Furla Series, Kelly Akashi Transforms the GAM into an Inner Journey
The Fondazione Furla transforms the space of the Galleria d’Arte Moderna in Milan into a dreamlike landscape filled with plants, flowers, shells, and parts of the human body. This is thanks to the delicate and visionary art of Kelly Akashi, the protagonist of the sixth edition of the Furla Series. An American artist of Japanese descent, the forty-one-year-old Akashi presents “Converging Figures,” curated by Bruna Roccasalva and promoted by Fondazione Furla and GAM – Galleria d’Arte Moderna, Milan. This project, which Akashi realized by molding elements such as glass, wax, and bronze, aims to explore existential issues like time and space, the impermanence of the natural world, the transience of the human body, and entropy, through a different perspective in which humans are not the center of everything, but merely a part of it.

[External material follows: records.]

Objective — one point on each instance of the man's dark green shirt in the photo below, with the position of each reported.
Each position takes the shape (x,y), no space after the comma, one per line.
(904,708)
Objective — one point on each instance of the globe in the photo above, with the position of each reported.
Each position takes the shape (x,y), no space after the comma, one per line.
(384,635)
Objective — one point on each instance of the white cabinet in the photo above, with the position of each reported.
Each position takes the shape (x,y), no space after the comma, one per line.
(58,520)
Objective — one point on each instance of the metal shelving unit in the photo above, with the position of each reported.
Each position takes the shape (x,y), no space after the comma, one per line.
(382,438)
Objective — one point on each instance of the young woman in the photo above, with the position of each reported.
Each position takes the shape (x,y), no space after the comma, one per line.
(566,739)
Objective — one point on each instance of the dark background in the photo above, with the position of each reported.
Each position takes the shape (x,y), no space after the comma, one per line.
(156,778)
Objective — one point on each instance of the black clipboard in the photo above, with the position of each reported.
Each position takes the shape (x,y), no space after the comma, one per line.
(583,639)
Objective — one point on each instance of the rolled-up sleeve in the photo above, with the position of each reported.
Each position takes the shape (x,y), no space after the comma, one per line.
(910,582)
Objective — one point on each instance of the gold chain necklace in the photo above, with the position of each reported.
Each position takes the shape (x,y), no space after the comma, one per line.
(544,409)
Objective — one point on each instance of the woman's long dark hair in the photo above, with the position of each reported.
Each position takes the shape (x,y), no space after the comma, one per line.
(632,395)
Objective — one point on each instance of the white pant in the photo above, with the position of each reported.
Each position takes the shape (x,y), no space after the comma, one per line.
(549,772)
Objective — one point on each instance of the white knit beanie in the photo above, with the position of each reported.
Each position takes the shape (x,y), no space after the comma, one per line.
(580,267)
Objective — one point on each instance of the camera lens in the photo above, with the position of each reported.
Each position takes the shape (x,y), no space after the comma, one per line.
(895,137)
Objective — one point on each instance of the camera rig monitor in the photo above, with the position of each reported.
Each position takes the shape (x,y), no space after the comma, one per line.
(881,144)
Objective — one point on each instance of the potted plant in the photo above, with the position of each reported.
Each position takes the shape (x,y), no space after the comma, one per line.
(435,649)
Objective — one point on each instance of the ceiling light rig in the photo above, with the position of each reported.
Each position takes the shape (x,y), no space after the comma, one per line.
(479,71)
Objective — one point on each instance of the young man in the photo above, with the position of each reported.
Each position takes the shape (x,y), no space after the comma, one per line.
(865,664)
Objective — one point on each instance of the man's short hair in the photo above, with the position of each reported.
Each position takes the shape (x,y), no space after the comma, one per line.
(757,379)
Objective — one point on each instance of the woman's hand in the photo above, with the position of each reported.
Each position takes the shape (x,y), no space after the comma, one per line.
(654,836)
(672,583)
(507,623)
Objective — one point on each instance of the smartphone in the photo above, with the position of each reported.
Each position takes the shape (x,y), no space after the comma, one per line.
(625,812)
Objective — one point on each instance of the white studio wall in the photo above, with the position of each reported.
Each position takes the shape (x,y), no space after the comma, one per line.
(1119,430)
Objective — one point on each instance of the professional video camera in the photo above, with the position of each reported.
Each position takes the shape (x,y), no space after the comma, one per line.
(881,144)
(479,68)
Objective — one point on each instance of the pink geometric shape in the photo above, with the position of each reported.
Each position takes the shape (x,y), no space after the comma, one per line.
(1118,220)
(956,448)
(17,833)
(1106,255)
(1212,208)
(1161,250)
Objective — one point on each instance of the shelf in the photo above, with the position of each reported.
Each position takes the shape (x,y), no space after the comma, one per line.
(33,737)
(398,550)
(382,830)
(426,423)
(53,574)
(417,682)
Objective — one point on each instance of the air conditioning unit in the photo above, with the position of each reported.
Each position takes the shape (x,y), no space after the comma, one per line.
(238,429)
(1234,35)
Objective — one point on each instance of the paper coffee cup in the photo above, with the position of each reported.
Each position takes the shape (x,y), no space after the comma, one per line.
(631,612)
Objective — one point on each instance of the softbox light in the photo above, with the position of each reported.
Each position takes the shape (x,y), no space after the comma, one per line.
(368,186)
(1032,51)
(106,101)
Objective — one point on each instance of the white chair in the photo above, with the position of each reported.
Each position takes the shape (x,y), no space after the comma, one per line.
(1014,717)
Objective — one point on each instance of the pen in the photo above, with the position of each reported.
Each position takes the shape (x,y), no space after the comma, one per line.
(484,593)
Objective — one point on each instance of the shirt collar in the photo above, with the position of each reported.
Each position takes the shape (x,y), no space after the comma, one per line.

The exhibition (open until December 8) was inaugurated the other night at the GAM with an exclusive dinner. Guests wandered, curious and fascinated, through the various works of the Los Angeles-born artist, displayed in a path that weaves through the permanent collection. The dinner party saw the participation of numerous figures from the worlds of art and culture, such as Giovanna Furlanetto, Simone Menegoi, Vincenzo de Bellis, Silvia Grilli, Nicole Saikalis Bay, Nicola Ricciardi, Luigi Fassi, and Alice Guareschi. A rendezvous set amidst past works and contemporary creations, it was a magical reflection on the passage of time and on ourselves.